Starting out as a PM, I became very good at finding what I thought was a perfect answer to a problem. Should we continue to support Firefox? Yes, there is precisely 1/3 of our customer base using it today based on the data I just researched. Correct answer, says my director! It was the most comfortable way for me to function right out of college, where you only get asked a question once on a test. And it felt good, simple and the right way to do things. Doing just enough research to answer questions as they come, just in time, was my initial interpretation of being Agile and data driven.
In other words, I’d wait for questions, and present a single point of data – the answer to the question.
This worked great for a while, but soon it became clear that situations change (and our decisions get retested, unlike in college). In product development, we answer similar questions repeatedly as situations change. I began to understand why when presenting answers, it’s valuable to associate and document the original why — the reasoning and data. Makes the inevitable revisiting of your choices much less painful.
Q: Should we continue to support Firefox, 6 months later? A: Well, let me check my thought process and that data again — wow the customer usage profile is now only 25% but that’s still enough to say Yes. Sounds right, says my director!
After getting in the habit of connecting the why to my choices, it becomes rapidly clear that questions and answers are not one-to-one. To truly prepare for revisiting a choice, there are probably multiple directions you could go. My world looked like a one-to-many graph of roadmap drivers, and decisions.
Q: Should we continue to support Firefox, 8 months later? A: As a rule, we support browsers that are over 10% of our customer usage. So far that includes Firefox, Chrome, and IE. Sounds right, says my director!
The way I thought and operated became more and more strategic. But I was still not anticipating most of the questions from my leadership team. I was nimble answering known lines of inquiry, but not so great a navigating related but not exact questions quickly. I had all the environmental data I needed to create an answer, and I had a documented strategy, but tying the pieces together took a lot of work. More senior decision makers on my team had a system, that I soon realized was one more iteration on my mental model of decisions. Capturing many-to-many data relationships between our strategy and tactical plan was essential.
Q: Should we support Firefox? What’s the impact of not updating our support? How much does it typically cost to add support for the latest updates every 6 months?

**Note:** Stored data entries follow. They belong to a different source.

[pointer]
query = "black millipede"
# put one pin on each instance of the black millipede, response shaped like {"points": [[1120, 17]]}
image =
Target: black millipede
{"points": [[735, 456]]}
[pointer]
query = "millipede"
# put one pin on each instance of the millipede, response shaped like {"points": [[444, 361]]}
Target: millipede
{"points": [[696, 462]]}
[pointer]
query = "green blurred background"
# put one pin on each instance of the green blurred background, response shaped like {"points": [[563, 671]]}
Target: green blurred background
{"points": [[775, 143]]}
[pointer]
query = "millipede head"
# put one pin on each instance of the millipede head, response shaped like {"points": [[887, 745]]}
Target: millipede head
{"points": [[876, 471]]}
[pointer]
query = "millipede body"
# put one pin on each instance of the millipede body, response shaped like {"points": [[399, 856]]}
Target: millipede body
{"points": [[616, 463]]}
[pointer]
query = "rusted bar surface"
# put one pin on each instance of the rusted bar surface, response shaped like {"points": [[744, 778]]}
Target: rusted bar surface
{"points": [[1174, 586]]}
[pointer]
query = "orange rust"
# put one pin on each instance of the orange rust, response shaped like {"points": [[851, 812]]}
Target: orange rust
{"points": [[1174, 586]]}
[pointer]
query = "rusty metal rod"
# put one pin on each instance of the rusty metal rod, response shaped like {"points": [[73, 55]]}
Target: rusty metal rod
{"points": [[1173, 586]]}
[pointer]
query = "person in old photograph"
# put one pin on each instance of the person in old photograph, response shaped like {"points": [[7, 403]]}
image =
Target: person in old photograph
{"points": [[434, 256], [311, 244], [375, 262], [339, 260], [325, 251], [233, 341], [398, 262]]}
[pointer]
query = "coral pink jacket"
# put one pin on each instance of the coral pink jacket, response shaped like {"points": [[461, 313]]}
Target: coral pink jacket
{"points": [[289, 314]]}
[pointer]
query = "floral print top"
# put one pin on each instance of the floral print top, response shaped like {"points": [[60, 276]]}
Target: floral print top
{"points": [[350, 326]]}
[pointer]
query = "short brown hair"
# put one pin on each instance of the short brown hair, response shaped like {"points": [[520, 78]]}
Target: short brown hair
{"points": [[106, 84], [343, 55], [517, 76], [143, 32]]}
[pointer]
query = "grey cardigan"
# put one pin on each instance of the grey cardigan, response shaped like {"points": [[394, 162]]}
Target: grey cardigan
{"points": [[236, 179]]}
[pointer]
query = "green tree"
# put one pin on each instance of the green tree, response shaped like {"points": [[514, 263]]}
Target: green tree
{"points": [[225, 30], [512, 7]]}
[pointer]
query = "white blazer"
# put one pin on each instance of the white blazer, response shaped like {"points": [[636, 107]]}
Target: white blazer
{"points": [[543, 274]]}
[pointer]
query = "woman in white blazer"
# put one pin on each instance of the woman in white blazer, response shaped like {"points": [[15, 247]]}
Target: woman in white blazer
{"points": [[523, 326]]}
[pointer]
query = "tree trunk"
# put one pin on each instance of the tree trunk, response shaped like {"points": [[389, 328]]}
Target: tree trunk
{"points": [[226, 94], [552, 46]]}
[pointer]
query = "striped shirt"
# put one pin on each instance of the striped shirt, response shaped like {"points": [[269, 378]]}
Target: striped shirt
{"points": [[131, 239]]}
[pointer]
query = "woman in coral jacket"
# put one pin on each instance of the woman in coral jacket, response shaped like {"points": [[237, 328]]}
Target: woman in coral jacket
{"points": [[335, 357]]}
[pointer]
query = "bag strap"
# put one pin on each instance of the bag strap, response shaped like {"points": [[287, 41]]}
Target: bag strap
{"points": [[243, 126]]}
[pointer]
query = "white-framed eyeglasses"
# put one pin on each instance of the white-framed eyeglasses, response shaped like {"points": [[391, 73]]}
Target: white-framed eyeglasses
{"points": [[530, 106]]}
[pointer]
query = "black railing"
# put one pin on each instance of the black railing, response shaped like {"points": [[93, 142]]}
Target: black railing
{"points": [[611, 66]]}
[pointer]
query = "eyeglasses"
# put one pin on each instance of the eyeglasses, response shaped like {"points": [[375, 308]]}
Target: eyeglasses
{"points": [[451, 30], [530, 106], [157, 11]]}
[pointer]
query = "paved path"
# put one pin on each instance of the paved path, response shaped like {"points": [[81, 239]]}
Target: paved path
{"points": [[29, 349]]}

With this more complex map of what’s happening, deeper questions can be answered because of the connections. It looks like a “5-whys” root cause analysis, but ahead of time. This is the power of tracing data together as you work. I appreciate now that keeping data around for why you did something, as well as why you didn’t, saves wasteful revisiting of choices. The trick with all of this is actually keeping data in a form that serves many purposes, and to avoid creating a ridiculous burden up front. To keep track of a simple 1:1 relationship of task to the why is very possible in a standard task management tool (JIRA, Trello, checklists on etc.). However, once you are PM for a product shipped more than a few releases, that backlog of work is driven by many forces. It’s not a dynamic list with multiple data types as inputs (market research, customer conversations, product vision). Rather than manipulate such tools designed to enhance productivity and focus on live tasks, once you have enough complexity that you revisit decisions it’s time to bring in something a bit different. For me, that tool has (perhaps obviously 🙂 ) been Jama. It holds that conversation that happens BEFORE you decide to build, and it saves the decisions you made long AFTER your product ships.